Я улыбаюсь твоей шутке и спрашиваю:
– Я все это время думала про тот случай с курицей из детства, помнишь?
– Да, проклятье черной курицы, – отвечаешь ты.
– Я боялась, что оно наконец настигло нас, что мы что-то сделали неправильно.
– Думаю, для Андрюши слишком много чести – называться чьим-то проклятьем, – хмыкнув, говоришь ты.
Мне кажется, что ты сейчас не совсем верно толкуешь проклятье черной курицы, но я решаю не придираться. То, что мы снова разговариваем – уже огромное чудо.
– Мне очень жаль, что наша дружба пострадала из-за такого куска говна, как Андрюша, – продолжаешь ты, – я вела себя очень глупо, мне как будто кто-то в голову залез.
– Ты не виновата, так оно и было.
Замечаю твой недоверчивый взгляд, но решаю не обращать внимания. Ты можешь сейчас многого не понимать после всего, что случилось. Андрюшин яд еще не растворился до конца.
– Мы должны ему отомстить, – помолчав, говоришь ты.
Мне странно слышать это от тебя, ведь ты всегда была добрее, такое скорее предложила бы я, но я рада тому, что ты первая заговорила об этом.
– Должны. Иначе, боюсь, нам уже не вдохнуть жизнь в наш погибший мир.
– Это можешь сделать только ты.
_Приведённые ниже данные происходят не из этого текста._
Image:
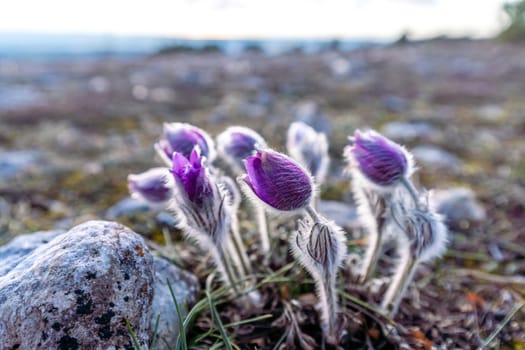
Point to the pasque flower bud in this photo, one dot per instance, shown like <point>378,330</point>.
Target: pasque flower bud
<point>277,181</point>
<point>182,138</point>
<point>200,202</point>
<point>379,160</point>
<point>154,185</point>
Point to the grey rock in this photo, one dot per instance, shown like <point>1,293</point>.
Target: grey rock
<point>184,284</point>
<point>78,290</point>
<point>459,206</point>
<point>13,163</point>
<point>437,158</point>
<point>344,214</point>
<point>185,287</point>
<point>19,247</point>
<point>408,131</point>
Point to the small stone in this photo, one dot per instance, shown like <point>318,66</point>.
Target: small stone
<point>437,158</point>
<point>459,206</point>
<point>69,293</point>
<point>184,284</point>
<point>343,214</point>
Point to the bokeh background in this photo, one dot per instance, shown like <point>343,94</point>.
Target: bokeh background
<point>86,86</point>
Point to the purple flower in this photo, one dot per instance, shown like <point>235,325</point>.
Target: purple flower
<point>378,159</point>
<point>237,143</point>
<point>277,181</point>
<point>154,185</point>
<point>182,138</point>
<point>192,176</point>
<point>201,206</point>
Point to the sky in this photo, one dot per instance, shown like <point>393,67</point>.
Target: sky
<point>214,19</point>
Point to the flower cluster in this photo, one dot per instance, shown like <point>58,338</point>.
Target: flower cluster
<point>206,202</point>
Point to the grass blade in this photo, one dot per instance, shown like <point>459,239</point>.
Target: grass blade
<point>155,333</point>
<point>133,337</point>
<point>182,331</point>
<point>215,315</point>
<point>502,325</point>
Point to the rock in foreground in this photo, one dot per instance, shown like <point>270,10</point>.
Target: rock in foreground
<point>77,290</point>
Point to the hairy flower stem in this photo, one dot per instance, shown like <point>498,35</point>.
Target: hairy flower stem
<point>411,190</point>
<point>371,256</point>
<point>325,280</point>
<point>235,259</point>
<point>264,232</point>
<point>239,247</point>
<point>312,213</point>
<point>399,283</point>
<point>330,309</point>
<point>225,268</point>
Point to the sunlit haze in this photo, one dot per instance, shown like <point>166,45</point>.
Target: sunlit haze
<point>384,19</point>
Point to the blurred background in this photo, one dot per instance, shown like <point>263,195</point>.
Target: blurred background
<point>86,86</point>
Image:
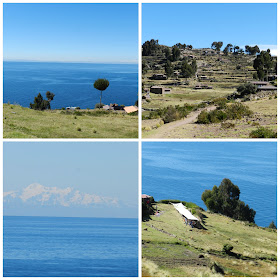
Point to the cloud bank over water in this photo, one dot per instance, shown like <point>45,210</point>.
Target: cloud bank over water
<point>36,200</point>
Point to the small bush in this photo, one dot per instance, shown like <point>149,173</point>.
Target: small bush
<point>78,113</point>
<point>99,106</point>
<point>171,115</point>
<point>227,248</point>
<point>263,132</point>
<point>227,125</point>
<point>272,225</point>
<point>246,89</point>
<point>220,102</point>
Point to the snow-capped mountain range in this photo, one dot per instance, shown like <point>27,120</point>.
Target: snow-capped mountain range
<point>36,194</point>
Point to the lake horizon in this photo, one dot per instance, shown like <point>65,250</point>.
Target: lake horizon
<point>71,82</point>
<point>70,247</point>
<point>184,170</point>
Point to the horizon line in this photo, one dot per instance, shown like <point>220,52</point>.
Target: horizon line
<point>69,217</point>
<point>82,62</point>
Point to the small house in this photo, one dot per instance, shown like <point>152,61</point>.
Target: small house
<point>146,198</point>
<point>130,109</point>
<point>106,107</point>
<point>267,88</point>
<point>260,83</point>
<point>203,77</point>
<point>159,77</point>
<point>189,218</point>
<point>159,90</point>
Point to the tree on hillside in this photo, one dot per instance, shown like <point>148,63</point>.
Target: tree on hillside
<point>235,49</point>
<point>225,200</point>
<point>217,46</point>
<point>49,96</point>
<point>188,70</point>
<point>101,84</point>
<point>252,50</point>
<point>263,64</point>
<point>272,225</point>
<point>246,89</point>
<point>227,49</point>
<point>175,53</point>
<point>167,52</point>
<point>150,47</point>
<point>40,103</point>
<point>168,69</point>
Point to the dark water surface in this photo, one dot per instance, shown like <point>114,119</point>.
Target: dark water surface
<point>178,170</point>
<point>72,83</point>
<point>82,247</point>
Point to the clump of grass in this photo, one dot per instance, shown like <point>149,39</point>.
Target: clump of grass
<point>227,125</point>
<point>263,132</point>
<point>232,112</point>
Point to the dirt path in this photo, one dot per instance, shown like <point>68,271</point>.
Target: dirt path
<point>165,130</point>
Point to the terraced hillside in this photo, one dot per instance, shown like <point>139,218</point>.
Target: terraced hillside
<point>170,248</point>
<point>217,76</point>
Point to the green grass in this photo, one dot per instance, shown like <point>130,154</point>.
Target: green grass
<point>20,122</point>
<point>166,237</point>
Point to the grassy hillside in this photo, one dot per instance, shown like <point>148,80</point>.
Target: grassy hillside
<point>20,122</point>
<point>170,248</point>
<point>223,74</point>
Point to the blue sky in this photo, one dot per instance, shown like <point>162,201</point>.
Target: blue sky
<point>104,169</point>
<point>200,24</point>
<point>184,170</point>
<point>71,32</point>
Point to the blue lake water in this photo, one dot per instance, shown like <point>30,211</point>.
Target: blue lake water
<point>72,83</point>
<point>81,247</point>
<point>178,170</point>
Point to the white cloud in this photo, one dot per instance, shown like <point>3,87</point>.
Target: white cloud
<point>64,197</point>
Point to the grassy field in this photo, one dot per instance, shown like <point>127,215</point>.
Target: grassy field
<point>224,74</point>
<point>265,115</point>
<point>170,248</point>
<point>20,122</point>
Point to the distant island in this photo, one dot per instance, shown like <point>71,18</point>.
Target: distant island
<point>68,107</point>
<point>220,91</point>
<point>181,239</point>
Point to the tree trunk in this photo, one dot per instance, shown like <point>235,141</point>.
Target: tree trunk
<point>100,100</point>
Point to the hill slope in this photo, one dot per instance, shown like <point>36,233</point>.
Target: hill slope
<point>170,248</point>
<point>20,122</point>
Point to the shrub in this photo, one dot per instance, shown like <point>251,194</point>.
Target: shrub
<point>227,248</point>
<point>99,106</point>
<point>263,132</point>
<point>237,111</point>
<point>171,115</point>
<point>225,200</point>
<point>246,89</point>
<point>40,103</point>
<point>227,125</point>
<point>272,225</point>
<point>220,102</point>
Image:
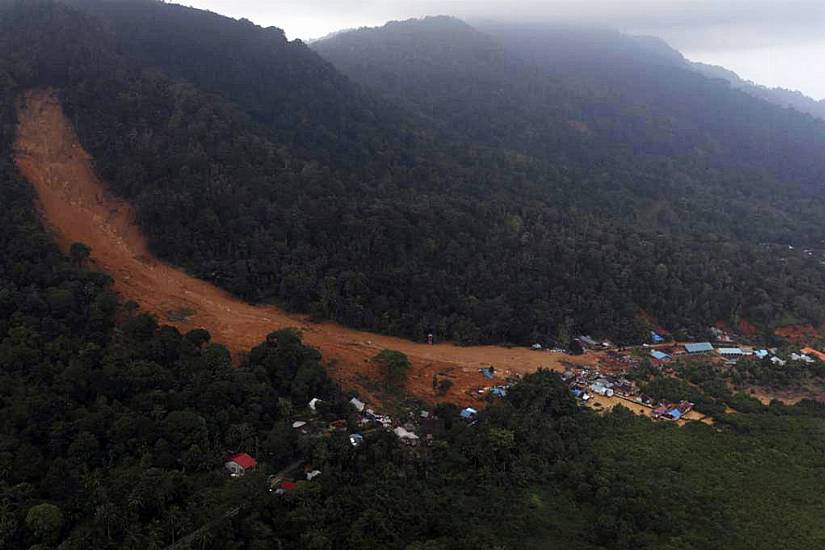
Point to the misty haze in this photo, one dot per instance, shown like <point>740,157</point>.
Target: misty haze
<point>415,275</point>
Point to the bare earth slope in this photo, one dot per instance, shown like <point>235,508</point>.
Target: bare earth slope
<point>76,205</point>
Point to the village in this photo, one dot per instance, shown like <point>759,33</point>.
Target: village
<point>596,373</point>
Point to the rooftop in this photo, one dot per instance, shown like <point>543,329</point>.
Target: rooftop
<point>699,347</point>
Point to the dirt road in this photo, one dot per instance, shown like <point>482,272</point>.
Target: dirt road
<point>77,207</point>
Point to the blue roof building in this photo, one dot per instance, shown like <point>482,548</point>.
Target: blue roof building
<point>701,347</point>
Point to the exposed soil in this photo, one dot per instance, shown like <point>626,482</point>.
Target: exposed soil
<point>75,204</point>
<point>748,329</point>
<point>797,333</point>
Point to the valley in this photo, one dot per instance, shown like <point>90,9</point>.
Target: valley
<point>76,205</point>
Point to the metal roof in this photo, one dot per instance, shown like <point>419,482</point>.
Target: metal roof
<point>698,347</point>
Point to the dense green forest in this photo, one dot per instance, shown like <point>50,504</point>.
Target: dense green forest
<point>114,427</point>
<point>281,180</point>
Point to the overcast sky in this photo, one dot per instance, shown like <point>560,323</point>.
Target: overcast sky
<point>772,42</point>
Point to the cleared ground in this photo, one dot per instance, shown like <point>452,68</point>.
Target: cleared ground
<point>75,204</point>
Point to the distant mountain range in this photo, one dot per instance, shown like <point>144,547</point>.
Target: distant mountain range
<point>780,96</point>
<point>487,183</point>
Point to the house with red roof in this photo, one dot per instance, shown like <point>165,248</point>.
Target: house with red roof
<point>239,463</point>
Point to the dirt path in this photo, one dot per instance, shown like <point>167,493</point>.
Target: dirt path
<point>76,205</point>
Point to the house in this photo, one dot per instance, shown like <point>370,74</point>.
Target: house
<point>700,347</point>
<point>730,353</point>
<point>811,351</point>
<point>239,463</point>
<point>286,486</point>
<point>601,389</point>
<point>803,358</point>
<point>406,436</point>
<point>468,413</point>
<point>339,425</point>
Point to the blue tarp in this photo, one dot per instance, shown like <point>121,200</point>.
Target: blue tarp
<point>701,347</point>
<point>469,412</point>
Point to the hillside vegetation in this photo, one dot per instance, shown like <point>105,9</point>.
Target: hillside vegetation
<point>115,427</point>
<point>498,204</point>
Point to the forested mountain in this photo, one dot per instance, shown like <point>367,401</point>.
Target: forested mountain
<point>482,194</point>
<point>779,96</point>
<point>114,427</point>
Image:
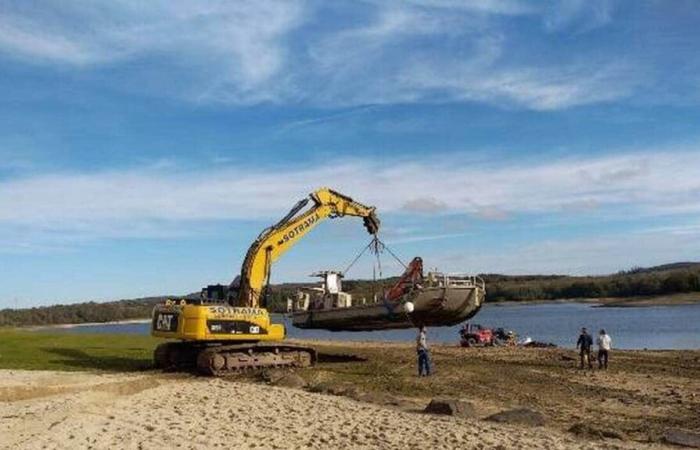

На меня ему наплевать.
Я опять удивляюсь тому, как холодно и расчетливо звучат твои слова.
– Хорошо, – соглашаюсь я. Что-то щекочет мою ногу, я заглядываю под кровать и вижу там маленький зеленый росток, я глажу его и мысленно обещаю, что совсем скоро все станет как прежде, я смогу вернуть все назад.
Он появился здесь, чтобы сказать мне, что все правильно и что ни одно сотворение мира еще не начиналось без великой жертвы.
Для мести мы выбираем самый простой с точки зрения стратегии, но самый сложный в исполнении план.
Следующие шесть дней я должна провести с Андреем так, как будто бы наконец поняла, что только его-то в моей жизни и не хватало.
Если я в чем-то и убедилась за время нашего с ним общения, так это в том, что он привязан ко мне так же сильно, как я к тебе. А это значит – я смогу сделать ему по-настоящему больно. Он уползет в свою нору зализывать раны, мрак над королевством рассеется, и все станет так, как было раньше.
Свою кошмарную неделю и свой крестовый поход против чудовища я начинаю с извинений перед Андреем. Говорю, что поступала с ним плохо только потому, что испугалась чувств к нему. Мне удается себя убедить в этом в достаточной степени, так, чтобы и он мне поверил.
– Я не могу злиться на тебя, дочка. Потому что слишком хорошо тебя понимаю, – говорит он.
«Ну, это вряд ли», – думаю я, глядя, как в глазах Андрея колышется теплая пустота.
– Я не могу злиться на тебя даже, когда ты делаешь мне плохо. Я могу понять любой, даже самый мерзкий твой поступок. И да, я тоже испугался, когда понял, что готов на все что угодно, чтобы быть с тобой. Если бы ты не вернулась ко мне, я бы трахнул всех твоих друзей обоих полов, просто потому, что они твои, и таким образом я мог бы быть с тобой хоть как-то.
– А тебе не кажется, что это слишком? – я стараюсь, чтобы мой голос звучал непринужденно, но меня пугает Андрюшина одержимость. Пугает потому, что я слишком хорошо с ней знакома.
– Ну, про оба пола я, наверное, загнул, – смеется он, – но, знаешь, мне больше всего хочется быть в твоей жизни.